Modell Emissionshandel

Der Nachhaltigkeitsbeirat des Landes Baden-Württemberg, bestehend aus Wissenschaftlern der Universität Stuttgart, hat in einem Sondergutachten einen interessanten Lösungsvorschlag ausgearbeitet. Um die weitere Zerstückelung und Versiegelung aufzuhalten, schlagen die Experten vor, Flächenzertifikate nach einem Modell wie beim Emissionshandel einzuführen. Baden-Württemberg ist für etwa ein Zehntel des deutschen Flächenverbrauchs verantwortlich. Durch das Konzept der Wissenschaftler soll die Flächenverbrauchsrate nach und nach gesenkt werden. Von derzeit zehn Hektar pro Tag kurzfristig auf acht. Dann ab 2010 auf sechs Hektar, ab 2015 auf vier und schließlich ab 2020 auf drei Hektar pro Tag.
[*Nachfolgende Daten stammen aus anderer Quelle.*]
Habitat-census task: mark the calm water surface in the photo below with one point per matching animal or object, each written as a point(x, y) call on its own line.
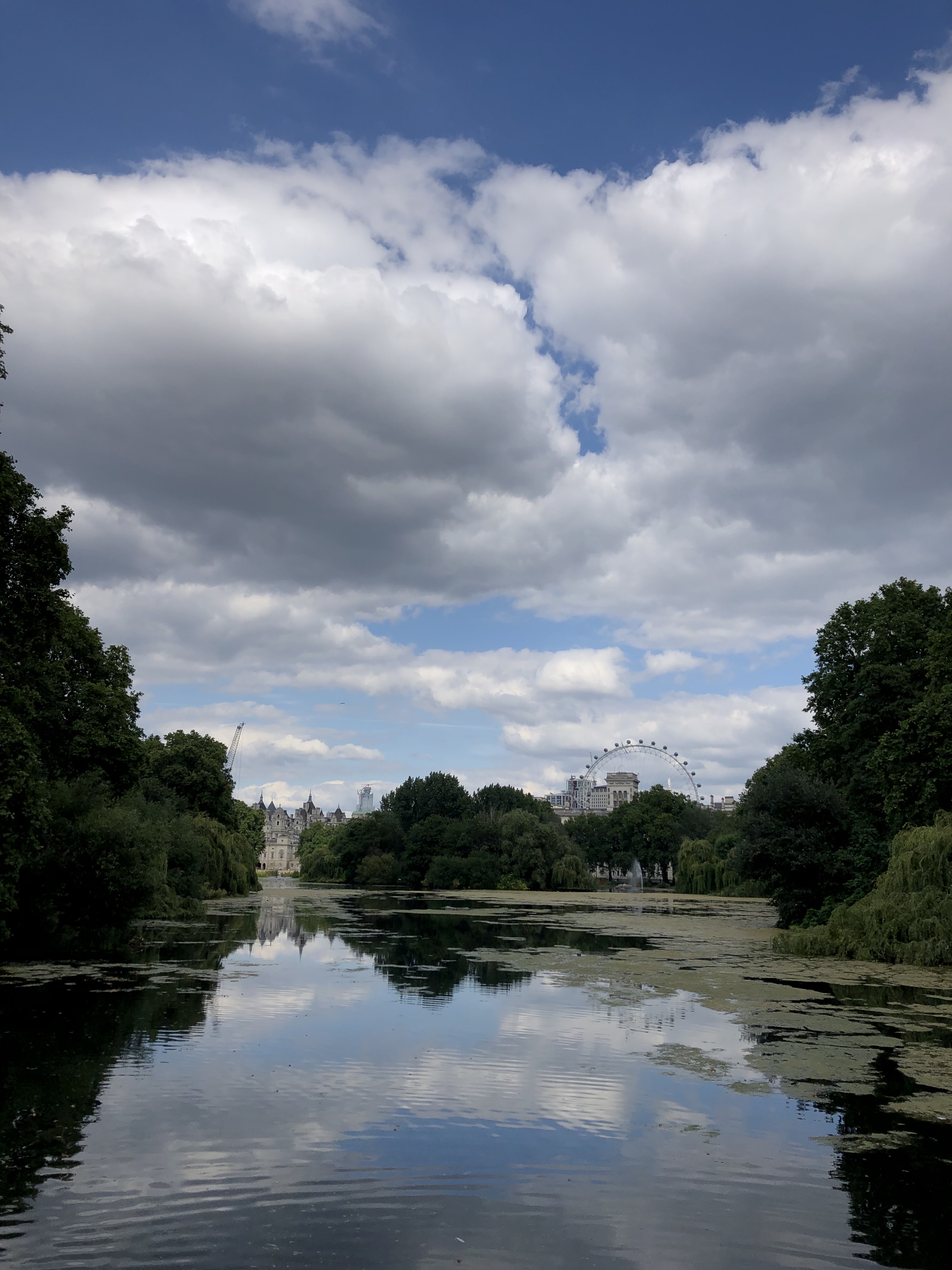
point(360, 1090)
Zur Einführung eines Zertifikatssystems schlägt der Nachhaltigkeitsbeirat folgende Schritte vor: Die Landesregierung müsste den Gemeinden in Fünfjahresabständen Flächenkontingente zuteilen, zum Beispiel abhängig von der Einwohnerzahl. Dann müssten Ausschlussflächen festgelegt werden, die aus Gründen des Arten- und Landschaftsschutzes, des Hochwasserschutzes, des Mikroklimas der Gemeinde sowie der Ernährungssicherung nicht in Siedlungs- und Verkehrsfläche umgewandelt werden dürfen. Als nächster Schritt müsste eine Art Flächenbörse geschaffen werden, damit die Kommunen ihre zugewiesenen Kontingente wie beim Aktienhandel verkaufen oder zusätzliche Anteile kaufen können. Gemeinden, die Naturschutzgebiete ausweisen oder Brachflächen und Baulücken nutzen, statt auf der grünen Wiese neu zu bauen, würden mit diesem System finanziell belohnt werden. Zuletzt müsste regelmäßig überprüft werden, dass die Regeln des Handelssystems eingehalten und die Ziele tatsächlich erreicht werden.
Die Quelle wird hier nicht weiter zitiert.